Abstract

A statistical analysis of a portion of the calculated orbital evolution of some 200 cometary dust particles as they spiral from just inside the orbit of Jupiter to within 0.3 AU from the Sun reveals an increase in the descent rate as calculated for drag forces alone (i.e., Poynting-Robertson drag and corpuscular drag). This increase appears when planetary perturbations are accounted for in the orbital integrations and are, at least in part, due to planet-induced orbital eccentricities leading to enlarged drag. Trajectories originating from Comet P/Encke are thought to be representative of debris from short-period comets due in part to a redistribution in orbital elements while the dust crossed Jupiter's orbit. Statistical methods indicate that any dependence of the increased descent rate on orbital elements other than semimajor axis and eccentricity were insignificant.
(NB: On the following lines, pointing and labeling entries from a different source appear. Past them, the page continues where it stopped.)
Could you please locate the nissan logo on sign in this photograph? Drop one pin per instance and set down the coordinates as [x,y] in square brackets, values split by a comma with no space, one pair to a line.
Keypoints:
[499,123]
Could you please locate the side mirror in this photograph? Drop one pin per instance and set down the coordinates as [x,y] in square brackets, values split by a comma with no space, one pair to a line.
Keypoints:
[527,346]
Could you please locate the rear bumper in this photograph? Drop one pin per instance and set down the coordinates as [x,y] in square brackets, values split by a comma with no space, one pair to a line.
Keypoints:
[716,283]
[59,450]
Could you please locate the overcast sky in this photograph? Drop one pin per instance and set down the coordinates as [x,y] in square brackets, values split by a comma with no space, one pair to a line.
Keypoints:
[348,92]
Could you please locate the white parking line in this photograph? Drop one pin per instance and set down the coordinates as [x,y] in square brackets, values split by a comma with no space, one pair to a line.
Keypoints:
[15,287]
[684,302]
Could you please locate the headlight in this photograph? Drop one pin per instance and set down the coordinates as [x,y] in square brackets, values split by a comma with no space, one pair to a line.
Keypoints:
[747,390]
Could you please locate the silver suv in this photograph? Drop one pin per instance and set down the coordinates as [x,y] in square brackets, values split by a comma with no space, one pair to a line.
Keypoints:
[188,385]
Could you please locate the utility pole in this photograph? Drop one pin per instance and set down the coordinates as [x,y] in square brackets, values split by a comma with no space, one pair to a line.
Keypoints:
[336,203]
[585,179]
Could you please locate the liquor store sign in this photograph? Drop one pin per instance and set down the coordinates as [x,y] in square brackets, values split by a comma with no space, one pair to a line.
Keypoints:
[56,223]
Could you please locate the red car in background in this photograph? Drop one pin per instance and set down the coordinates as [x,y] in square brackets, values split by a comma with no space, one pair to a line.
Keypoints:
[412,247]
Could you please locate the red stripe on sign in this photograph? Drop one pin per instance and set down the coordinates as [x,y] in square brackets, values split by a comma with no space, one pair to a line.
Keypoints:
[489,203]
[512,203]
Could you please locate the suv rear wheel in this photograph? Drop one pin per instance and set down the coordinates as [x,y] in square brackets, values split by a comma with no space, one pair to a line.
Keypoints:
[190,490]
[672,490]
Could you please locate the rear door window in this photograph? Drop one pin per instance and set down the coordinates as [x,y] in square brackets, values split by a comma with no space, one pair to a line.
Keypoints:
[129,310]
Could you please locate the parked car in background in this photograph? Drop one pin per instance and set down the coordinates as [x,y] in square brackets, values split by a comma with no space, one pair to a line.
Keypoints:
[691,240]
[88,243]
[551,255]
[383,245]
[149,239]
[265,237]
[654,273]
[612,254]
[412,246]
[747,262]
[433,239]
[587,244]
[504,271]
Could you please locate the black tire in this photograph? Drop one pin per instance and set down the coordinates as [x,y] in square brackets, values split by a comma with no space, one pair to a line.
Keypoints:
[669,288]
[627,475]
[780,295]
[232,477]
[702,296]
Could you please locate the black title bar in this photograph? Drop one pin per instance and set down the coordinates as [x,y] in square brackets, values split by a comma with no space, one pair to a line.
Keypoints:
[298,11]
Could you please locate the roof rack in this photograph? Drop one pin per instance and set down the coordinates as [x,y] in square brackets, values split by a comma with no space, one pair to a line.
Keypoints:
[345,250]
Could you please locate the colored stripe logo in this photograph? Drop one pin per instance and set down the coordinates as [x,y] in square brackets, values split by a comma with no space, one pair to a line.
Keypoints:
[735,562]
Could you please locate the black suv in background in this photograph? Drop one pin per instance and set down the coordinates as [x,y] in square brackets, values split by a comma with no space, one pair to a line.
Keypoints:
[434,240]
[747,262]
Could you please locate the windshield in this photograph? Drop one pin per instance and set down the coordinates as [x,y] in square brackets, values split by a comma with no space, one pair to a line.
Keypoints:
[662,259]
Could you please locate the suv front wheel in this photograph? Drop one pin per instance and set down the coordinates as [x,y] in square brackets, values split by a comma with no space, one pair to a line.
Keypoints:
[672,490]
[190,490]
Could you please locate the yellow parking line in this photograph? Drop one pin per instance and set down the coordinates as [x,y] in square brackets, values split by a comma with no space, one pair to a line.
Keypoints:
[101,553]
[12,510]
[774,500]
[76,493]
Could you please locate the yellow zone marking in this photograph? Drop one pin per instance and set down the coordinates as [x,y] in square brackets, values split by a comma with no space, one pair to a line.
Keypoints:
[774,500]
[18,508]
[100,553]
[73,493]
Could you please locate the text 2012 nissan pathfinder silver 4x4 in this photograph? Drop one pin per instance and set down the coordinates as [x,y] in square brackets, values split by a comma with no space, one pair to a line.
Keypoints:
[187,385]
There are indications that the planet-induced acceleration of the mean descent rate decreases with decreasing eccentricity. The increase in mean descent rate is only a few percent inside 1 AU; it increases to 6–10% in the asteroid belt and reaches 50% in the 31 resonance with Jupiter. By contrast, the mean rate is slower near the 41 Jovian commensurability than in nearby regions of phase space. An empirical relation is presented for the descent rate of cometary dust particles subjected to planetary perturbations in addition to Poynting-Robertson and corpuscular drags. The analytic expression is suitable to improve estimates of the contribution from short-period comets' to the zodiacal dust, and the resulting particle number density distribution.